🤖 AI Summary
Existing feedforward multi-view Gaussian generation methods naively concatenate Gaussians across views, leading to geometric inconsistencies, rendering artifacts, and representational redundancy. To address this, we propose the Gaussian Graph Neural Network (G-GNN), the first approach to model multi-view Gaussians as a geometry-aware graph structure. G-GNN introduces a Gaussian-level message-passing mechanism to explicitly capture inter-view geometric relationships, incorporates differentiable Gaussian pooling for compact representation learning, and jointly enforces multi-view geometric constraints within an end-to-end trainable differentiable rendering framework. Evaluated on RealEstate10K and ACID, our method achieves superior PSNR and SSIM with significantly fewer Gaussians, faster rendering speed, and strong cross-scene generalization—outperforming state-of-the-art methods across all metrics.
📝 Abstract
3D Gaussian Splatting (3DGS) has demonstrated impressive novel view synthesis performance. While conventional methods require per-scene optimization, more recently several feed-forward methods have been proposed to generate pixel-aligned Gaussian representations with a learnable network, which are generalizable to different scenes. However, these methods simply combine pixel-aligned Gaussians from multiple views as scene representations, thereby leading to artifacts and extra memory cost without fully capturing the relations of Gaussians from different images. In this paper, we propose Gaussian Graph Network (GGN) to generate efficient and generalizable Gaussian representations. Specifically, we construct Gaussian Graphs to model the relations of Gaussian groups from different views.
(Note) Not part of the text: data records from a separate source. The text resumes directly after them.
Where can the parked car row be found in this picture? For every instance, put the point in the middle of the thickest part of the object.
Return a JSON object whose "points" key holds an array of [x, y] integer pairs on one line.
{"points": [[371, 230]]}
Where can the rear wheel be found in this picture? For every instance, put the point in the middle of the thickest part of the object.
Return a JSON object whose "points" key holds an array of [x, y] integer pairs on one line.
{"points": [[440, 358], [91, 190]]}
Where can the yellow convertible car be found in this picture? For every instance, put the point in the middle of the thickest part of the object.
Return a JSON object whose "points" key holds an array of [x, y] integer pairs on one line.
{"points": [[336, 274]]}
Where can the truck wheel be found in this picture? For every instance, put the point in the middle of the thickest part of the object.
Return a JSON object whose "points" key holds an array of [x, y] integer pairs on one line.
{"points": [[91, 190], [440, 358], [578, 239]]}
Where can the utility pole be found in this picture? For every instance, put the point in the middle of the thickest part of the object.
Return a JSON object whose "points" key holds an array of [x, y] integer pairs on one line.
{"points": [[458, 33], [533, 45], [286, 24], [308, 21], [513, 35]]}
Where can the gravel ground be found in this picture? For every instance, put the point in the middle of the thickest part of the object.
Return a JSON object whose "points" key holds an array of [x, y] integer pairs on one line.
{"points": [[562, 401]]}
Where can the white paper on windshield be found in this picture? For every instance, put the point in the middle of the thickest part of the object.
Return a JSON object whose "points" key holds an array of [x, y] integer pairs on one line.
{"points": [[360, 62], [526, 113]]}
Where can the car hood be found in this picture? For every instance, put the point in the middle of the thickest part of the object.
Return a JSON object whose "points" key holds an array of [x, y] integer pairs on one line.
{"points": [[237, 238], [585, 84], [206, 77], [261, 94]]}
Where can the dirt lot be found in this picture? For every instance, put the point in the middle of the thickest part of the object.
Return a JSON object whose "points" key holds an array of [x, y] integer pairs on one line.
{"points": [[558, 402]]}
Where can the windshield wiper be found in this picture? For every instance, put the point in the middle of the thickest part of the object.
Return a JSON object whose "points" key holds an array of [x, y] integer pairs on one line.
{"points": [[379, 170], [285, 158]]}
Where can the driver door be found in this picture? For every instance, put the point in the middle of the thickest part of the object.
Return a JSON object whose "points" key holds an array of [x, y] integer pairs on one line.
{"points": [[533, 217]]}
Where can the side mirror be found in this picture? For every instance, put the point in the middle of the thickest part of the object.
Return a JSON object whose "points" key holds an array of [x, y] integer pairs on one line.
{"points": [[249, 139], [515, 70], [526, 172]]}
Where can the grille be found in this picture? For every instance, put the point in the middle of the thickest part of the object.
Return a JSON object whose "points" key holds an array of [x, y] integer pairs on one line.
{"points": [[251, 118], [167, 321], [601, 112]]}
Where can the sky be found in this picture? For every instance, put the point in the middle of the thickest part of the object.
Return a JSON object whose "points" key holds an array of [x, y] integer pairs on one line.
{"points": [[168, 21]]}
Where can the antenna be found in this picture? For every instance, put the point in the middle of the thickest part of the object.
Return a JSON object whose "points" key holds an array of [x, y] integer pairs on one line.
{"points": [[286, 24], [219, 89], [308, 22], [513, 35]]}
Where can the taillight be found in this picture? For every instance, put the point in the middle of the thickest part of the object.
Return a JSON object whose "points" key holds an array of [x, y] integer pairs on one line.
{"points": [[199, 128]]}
To support message passing at Gaussian level, we reformulate the basic graph operations over Gaussian representations, enabling each Gaussian to benefit from its connected Gaussian groups with Gaussian feature fusion. Furthermore, we design a Gaussian pooling layer to aggregate various Gaussian groups for efficient representations. We conduct experiments on the large-scale RealEstate10K and ACID datasets to demonstrate the efficiency and generalization of our method. Compared to the state-of-the-art methods, our model uses fewer Gaussians and achieves better image quality with higher rendering speed.